Relevant Statutes: Minn. Stat. § 216E.04/Minn. Rules 7850.2800 to 7850.3900
Permitting Timeline: 6 months after the application is considered complete, but the timeline can be extended by three months for good cause or with the agreement of the applicant.
The PUC Role: The Commission reviews applications, helps build the record, holds a public meeting, and the Commissioners will make the final decision about whether to issue a site or route permit.
Minnesota Public Utilities Commission
Department of Commerce – Energy Environmental Review and Analysis
Office of Administrative Hearings – Administrative Law Judge
The alternative review process has many of the same procedural steps and informational requirements as the full process, but there are clear differences. An applicant under the alternative process does not have to propose an alternative site or route as is required of applicants under the full process. In addition, the type of environmental review is an environmental assessment (EA) instead of an environmental impact statement. Additionally, unlike the full review process, an application reviewed under the alternative process does not require the presentation and cross-examination of witnesses in the court-like proceedings known as evidentiary hearings.

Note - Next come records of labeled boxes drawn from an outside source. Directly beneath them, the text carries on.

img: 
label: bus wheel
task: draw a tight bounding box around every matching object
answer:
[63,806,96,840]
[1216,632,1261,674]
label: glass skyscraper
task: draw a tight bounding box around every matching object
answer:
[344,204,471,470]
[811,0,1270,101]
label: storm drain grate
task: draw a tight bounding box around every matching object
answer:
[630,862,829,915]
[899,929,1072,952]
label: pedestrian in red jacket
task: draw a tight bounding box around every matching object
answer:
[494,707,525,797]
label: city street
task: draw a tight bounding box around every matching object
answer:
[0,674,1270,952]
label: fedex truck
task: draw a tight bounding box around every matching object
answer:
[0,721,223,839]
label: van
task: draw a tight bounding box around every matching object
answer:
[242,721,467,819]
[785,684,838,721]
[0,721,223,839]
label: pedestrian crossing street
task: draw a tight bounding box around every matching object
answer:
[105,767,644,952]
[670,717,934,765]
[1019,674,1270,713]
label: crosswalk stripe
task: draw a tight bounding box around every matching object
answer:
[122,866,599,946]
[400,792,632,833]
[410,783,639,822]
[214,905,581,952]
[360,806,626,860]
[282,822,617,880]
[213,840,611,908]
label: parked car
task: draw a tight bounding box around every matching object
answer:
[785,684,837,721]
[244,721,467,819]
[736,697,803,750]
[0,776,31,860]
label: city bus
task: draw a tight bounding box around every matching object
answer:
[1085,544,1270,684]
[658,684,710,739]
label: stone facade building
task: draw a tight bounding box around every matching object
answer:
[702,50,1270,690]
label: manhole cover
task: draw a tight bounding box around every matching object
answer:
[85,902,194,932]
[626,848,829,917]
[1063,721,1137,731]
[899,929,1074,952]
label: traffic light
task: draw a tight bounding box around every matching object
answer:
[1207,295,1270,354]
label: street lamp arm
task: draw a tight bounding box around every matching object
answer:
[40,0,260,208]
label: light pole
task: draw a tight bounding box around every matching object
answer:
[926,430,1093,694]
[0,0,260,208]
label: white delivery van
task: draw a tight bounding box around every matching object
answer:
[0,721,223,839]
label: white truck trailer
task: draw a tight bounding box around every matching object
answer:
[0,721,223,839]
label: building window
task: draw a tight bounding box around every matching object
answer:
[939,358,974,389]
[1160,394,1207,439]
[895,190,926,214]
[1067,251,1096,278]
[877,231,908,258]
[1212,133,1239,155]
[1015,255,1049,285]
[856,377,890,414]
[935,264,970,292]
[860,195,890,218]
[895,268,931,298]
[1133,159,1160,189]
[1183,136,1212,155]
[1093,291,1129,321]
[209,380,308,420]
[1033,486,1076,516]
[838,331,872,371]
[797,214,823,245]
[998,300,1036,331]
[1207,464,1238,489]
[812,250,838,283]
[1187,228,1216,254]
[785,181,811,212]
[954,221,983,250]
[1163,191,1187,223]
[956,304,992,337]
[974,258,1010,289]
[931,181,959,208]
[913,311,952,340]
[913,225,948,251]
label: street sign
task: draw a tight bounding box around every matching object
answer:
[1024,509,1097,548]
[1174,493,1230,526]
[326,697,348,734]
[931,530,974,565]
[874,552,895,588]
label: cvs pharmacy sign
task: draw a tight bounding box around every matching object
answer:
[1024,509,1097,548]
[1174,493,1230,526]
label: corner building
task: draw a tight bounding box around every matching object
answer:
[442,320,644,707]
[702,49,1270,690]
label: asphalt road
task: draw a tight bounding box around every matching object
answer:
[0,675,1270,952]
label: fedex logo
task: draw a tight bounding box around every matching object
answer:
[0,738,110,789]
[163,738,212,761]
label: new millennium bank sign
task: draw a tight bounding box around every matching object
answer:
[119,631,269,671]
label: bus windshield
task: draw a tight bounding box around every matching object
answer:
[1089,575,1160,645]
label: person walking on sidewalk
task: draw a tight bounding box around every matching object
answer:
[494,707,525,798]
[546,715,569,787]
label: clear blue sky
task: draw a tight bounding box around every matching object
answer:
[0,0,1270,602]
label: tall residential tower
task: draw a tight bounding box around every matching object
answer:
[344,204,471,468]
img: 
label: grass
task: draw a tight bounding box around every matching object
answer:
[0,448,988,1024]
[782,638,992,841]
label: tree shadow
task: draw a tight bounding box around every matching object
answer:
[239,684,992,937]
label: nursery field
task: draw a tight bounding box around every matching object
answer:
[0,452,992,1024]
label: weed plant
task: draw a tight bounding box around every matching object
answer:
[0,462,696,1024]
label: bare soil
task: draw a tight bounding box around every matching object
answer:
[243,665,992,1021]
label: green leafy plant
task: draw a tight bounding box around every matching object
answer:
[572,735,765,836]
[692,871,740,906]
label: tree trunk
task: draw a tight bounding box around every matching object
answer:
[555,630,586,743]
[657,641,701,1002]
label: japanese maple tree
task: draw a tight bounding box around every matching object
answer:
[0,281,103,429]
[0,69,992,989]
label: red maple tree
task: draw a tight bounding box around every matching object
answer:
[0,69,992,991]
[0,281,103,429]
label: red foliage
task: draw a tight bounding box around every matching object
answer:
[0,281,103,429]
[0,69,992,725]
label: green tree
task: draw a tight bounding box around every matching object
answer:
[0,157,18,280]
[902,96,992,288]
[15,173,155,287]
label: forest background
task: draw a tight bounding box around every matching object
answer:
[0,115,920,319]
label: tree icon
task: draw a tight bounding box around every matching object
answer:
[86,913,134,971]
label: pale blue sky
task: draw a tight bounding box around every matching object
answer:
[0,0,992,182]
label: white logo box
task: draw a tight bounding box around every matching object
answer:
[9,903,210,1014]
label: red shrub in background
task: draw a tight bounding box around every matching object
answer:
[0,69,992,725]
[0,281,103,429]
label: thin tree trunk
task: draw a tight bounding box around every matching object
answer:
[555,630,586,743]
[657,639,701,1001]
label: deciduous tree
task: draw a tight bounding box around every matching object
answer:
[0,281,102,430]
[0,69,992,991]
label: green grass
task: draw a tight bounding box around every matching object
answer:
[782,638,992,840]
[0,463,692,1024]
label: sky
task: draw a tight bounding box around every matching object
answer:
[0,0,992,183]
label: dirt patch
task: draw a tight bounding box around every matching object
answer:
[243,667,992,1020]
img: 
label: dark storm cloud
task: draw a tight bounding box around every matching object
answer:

The Minnesota Department of Commerce Energy Environmental Review and Analysis (EERA) is tasked with preparing an environmental assessment, on behalf of the Commission. The environmental assessment will contain information on the human and environmental impacts of the proposed project and alternatives, as well as ways to avoid, minimize, or mitigate potential impacts. As part of developing the environmental assessment, the EERA will hold a public meeting with an accompanying written comment period where the public will have the opportunity to develop the scope of the environmental assessment and alternatives to be examined. When the EERA has completed the environmental assessment, a public hearing will be held. The hearing will be presided over by an Administrative Law Judge (ALJ) from the Office of Administrative Hearings. Members of the public will have an opportunity to make an oral presentation, present evidence, and ask questions of the applicant and agency staff. After the public comment period is over the judge will provide a written report to the Commission.
Upon completion of the public hearing and after receiving the report from the ALJ, the Commission will review all the information in the record, including public comments, and decide whether to issue a route permit. If a permit is issued, it will identify permit requirements and measures to mitigate potential impacts. The applicants cannot begin constructing the project unless a permit is issued.